Auch nach Umfang von Anklageschrift (22 Seiten) und Urteil (70 Seiten), nach dem Aktenumfang (bis zur Terminierung der Hauptverhandlung 547 Blatt) und der Zahl der Hauptverhandlungstage (4) handelt es sich eher um ein als unterdurchschnittlich zu bewertendes Verfahren vor dem Schwurgericht.

Berücksichtigungsfähige Umstände, die eine Honorierung der Tätigkeit des Antragstellers im Rahmen der gesetzlichen Gebühren als unzumutbar erscheinen lassen könnten, sind nicht ersichtlich. Für eine Schwurgerichtssache, deren Umfang und Schwierigkeit der Gesetzgeber - wie bei Verfahren vor einer Wirtschaftsstrafkammer - gegenüber sonstigen Strafsachen bereits durch erheblich erhöhte Gebühren Rechnung getragen hat, weist die Sache keine (im oben genannten Sinne) ganz besonderen Schwierigkeiten in tatsächlicher und rechtlicher Hinsicht auf.

Was die JVA-Besuche anbelangt, geht deren Anzahl zwar über die 3 Besuche hinaus, die nach der Rechtsprechung des Senats regelmäßig mit der gesetzlichen Gebühr abgegolten sind (SenE v. 03.11.2009 - 1 ARs 101/09 -; SenE v. 06.02.2009 - 1 ARs 15/09 -; SenE v. 21.03.2013 - III-1 RVGs 23/13 -). Der hier vorgetragene Mehraufwand erfährt aber eine Kompensation durch die Gebühren für die Hauptverhandlung. Denn der Antragsteller hat für die Teilnahme an 4 Hauptverhandlungsterminen jeweils eine Gebühr nach Nr. 4121 W RVG und zudem den Längenzuschlag nach Nr. 4122 VV RVG erhalten hat. Damit ist nach den Vorstellungen des Gesetzgebers ein zeitlicher Aufwand von bis zu 32 Stunden angemessen vergütet. Diesen Gebühren steht nach der insoweit unwidersprochenen Stellungnahme des Vertreters des Landes NRW vom 05.02.2015 in vorliegender Sache eine tatsächliche Inanspruchnahme des Antragstellers durch die Teilnahme an der Hauptverhandlung von insgesamt 27 Stunden und 14 Minuten gegenüber. Hieraus folgt, dass der Antragsteller für die von ihm aufgewendete Zeit zur Einarbeitung in die Sache und für Besprechungen mit dem Angeklagten durch die bereits an sie ausgekehrten gesetzlichen Gebühren angemessen entschädigt ist.

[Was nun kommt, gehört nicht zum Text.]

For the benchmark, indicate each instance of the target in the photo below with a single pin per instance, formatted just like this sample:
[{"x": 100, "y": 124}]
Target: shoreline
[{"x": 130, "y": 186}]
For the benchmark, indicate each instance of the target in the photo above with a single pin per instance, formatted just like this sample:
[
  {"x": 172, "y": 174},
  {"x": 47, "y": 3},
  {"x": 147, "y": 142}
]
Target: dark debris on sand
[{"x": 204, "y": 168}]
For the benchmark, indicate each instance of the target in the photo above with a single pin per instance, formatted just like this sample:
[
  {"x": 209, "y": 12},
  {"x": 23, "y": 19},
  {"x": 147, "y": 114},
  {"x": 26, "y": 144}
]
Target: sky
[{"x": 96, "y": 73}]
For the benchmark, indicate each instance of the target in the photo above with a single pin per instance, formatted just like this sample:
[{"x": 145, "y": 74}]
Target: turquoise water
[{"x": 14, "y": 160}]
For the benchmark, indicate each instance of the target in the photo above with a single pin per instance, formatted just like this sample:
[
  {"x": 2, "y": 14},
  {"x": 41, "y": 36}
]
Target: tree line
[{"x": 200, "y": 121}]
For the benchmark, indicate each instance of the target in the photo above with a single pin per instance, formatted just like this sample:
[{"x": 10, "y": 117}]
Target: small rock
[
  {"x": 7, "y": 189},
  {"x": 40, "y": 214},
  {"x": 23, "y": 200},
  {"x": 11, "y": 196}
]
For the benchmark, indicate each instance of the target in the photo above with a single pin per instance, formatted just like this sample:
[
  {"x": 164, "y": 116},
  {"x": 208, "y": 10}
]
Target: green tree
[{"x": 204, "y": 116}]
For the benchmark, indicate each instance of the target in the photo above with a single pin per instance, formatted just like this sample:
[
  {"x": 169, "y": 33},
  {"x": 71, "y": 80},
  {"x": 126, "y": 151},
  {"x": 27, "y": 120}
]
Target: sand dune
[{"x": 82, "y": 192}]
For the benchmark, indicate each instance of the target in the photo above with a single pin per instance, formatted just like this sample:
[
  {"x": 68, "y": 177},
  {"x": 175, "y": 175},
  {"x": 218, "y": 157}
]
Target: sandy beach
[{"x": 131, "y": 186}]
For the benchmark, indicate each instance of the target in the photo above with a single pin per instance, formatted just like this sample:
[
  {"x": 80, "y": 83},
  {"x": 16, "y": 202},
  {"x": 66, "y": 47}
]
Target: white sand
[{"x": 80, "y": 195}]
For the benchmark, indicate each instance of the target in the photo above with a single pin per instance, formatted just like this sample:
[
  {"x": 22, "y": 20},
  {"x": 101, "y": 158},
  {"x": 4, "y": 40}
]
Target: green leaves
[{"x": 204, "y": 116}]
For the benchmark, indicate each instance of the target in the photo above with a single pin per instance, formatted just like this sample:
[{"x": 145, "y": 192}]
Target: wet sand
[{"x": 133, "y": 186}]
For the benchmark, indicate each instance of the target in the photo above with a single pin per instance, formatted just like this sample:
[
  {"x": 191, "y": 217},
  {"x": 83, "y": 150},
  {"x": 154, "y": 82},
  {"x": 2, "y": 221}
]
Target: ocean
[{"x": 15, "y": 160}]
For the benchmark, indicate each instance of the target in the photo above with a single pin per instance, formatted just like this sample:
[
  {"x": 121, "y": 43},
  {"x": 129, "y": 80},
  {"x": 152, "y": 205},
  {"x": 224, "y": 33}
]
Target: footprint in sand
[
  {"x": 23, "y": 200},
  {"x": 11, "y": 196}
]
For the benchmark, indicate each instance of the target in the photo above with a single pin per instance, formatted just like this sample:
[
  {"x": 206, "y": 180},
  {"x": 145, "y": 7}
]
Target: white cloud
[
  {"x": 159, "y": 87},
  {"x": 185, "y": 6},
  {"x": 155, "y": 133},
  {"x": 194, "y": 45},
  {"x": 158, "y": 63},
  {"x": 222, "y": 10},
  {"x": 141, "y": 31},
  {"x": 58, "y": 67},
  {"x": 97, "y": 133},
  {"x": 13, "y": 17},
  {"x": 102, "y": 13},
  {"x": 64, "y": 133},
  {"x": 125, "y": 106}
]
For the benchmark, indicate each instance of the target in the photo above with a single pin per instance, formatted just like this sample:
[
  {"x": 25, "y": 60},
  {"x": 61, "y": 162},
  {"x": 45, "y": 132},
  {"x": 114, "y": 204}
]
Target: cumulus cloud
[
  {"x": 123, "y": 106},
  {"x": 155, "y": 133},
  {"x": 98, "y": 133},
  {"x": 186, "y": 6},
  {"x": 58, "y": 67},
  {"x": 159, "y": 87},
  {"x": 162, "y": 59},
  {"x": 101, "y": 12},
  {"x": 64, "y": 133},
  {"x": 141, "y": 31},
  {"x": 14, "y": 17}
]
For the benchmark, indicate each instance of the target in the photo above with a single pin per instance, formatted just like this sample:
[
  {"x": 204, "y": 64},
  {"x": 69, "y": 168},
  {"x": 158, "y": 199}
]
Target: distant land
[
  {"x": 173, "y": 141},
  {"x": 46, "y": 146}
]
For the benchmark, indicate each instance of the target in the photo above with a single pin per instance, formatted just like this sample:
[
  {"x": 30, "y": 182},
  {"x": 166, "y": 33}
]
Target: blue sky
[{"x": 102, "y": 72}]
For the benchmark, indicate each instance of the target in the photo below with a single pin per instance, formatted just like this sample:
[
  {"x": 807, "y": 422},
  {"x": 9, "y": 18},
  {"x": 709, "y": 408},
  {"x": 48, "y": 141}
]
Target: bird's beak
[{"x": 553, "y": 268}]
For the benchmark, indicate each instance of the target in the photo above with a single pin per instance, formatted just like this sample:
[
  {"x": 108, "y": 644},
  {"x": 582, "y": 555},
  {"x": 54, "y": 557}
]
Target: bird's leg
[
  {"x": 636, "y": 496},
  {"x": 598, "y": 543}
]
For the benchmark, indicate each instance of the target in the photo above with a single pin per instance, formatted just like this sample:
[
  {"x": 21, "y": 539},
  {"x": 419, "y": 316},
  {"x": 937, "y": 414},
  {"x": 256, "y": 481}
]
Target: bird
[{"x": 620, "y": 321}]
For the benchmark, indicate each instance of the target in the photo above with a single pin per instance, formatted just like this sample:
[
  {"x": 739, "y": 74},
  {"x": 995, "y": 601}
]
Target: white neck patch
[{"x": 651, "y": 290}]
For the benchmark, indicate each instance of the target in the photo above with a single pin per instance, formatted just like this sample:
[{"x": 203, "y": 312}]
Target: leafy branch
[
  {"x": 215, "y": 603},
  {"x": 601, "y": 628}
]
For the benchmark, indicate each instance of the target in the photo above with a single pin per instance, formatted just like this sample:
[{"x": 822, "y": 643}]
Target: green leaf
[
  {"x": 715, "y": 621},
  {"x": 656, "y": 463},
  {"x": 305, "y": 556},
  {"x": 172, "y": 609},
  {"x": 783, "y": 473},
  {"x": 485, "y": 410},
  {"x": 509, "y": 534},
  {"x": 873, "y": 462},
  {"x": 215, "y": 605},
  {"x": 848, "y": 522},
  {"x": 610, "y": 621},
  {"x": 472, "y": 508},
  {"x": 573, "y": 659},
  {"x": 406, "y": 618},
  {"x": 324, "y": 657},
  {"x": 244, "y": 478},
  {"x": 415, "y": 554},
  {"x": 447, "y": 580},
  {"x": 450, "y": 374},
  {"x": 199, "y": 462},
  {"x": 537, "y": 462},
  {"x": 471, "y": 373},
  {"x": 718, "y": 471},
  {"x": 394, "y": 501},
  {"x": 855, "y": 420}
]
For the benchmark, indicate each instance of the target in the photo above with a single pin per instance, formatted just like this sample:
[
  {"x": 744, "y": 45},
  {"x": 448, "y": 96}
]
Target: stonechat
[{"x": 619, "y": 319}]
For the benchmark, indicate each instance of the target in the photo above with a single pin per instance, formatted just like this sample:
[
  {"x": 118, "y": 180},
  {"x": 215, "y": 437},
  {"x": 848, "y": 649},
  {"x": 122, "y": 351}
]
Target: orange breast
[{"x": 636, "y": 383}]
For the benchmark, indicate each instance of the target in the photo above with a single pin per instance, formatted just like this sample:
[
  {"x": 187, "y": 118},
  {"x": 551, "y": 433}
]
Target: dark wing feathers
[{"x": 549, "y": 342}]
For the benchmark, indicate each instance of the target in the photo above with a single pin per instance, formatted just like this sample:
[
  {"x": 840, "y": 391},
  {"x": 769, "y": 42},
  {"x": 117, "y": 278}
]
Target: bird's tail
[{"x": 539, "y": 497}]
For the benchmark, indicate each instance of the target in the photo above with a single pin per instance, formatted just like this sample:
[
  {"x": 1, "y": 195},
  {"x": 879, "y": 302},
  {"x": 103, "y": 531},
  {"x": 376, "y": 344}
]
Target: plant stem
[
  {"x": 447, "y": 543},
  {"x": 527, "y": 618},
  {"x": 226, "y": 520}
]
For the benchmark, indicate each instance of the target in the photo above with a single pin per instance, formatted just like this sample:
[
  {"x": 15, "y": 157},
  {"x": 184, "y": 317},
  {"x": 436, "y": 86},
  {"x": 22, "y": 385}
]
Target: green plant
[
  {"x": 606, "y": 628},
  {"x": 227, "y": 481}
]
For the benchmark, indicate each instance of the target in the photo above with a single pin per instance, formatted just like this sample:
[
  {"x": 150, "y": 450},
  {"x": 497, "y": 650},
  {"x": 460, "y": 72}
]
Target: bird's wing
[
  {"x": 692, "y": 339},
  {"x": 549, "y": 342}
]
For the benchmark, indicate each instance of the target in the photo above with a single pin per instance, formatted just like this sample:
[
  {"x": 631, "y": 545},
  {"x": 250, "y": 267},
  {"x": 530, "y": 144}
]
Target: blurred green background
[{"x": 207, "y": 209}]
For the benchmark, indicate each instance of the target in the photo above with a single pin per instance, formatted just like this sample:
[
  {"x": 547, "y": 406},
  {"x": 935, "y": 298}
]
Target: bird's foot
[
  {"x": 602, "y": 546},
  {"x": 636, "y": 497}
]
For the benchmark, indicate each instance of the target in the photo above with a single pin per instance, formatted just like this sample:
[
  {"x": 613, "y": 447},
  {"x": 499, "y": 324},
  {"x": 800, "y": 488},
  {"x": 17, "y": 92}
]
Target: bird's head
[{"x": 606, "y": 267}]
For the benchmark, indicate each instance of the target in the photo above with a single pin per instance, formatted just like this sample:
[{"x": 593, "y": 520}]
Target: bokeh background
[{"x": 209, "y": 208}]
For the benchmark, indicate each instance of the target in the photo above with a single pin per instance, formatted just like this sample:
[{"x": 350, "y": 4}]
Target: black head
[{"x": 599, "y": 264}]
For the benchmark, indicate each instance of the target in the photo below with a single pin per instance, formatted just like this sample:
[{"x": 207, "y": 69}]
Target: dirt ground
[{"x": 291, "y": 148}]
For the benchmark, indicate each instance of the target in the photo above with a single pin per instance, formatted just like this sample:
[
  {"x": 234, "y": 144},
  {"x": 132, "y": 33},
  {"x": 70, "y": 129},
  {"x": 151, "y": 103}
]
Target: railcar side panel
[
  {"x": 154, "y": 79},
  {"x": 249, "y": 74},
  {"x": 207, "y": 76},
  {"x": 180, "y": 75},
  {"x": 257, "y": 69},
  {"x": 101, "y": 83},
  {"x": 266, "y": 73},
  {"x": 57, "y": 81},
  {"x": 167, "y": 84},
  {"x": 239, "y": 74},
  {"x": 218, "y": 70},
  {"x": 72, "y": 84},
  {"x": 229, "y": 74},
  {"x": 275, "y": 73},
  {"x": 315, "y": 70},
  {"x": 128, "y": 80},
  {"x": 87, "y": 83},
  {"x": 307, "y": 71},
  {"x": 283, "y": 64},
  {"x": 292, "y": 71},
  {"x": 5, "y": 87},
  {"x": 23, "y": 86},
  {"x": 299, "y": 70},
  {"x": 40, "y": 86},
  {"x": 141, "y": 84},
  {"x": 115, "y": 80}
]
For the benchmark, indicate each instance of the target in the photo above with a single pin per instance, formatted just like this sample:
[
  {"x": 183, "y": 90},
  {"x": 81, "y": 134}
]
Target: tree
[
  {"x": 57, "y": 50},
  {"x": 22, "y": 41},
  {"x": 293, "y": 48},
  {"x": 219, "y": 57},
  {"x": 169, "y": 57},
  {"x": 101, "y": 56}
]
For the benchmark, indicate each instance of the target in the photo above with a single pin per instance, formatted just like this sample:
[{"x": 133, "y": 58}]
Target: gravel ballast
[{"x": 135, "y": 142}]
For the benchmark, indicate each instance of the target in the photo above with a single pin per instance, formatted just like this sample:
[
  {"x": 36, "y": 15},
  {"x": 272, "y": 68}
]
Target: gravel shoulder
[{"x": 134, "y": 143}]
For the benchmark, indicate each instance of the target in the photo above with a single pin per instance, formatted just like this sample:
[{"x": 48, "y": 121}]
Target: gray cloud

Mit Blick auf den Ausnahmecharakter der Neuregelungen des Kostenrechtsmodernisierungsgesetzes für die Bewilligung einer Pauschgebühr (vgl. Begründung zum Entwurf dieses Gesetzes, BT-Drucksache 15/1971) ist im vorliegenden Fall auch unter Berücksichtigung der weiter vorgetragenen anwaltlichen Bemühungen die Gewährung einer Pauschgebühr nicht gerechtfertigt. Die gesetzlichen Gebühren können nicht als unzumutbar gering gelten. Es ist nicht ersichtlich, dass die in der Antragsbegründung angeführten Tätigkeiten zu einer außergewöhnlichen Mehrbelastung des Antragstellers geführt haben.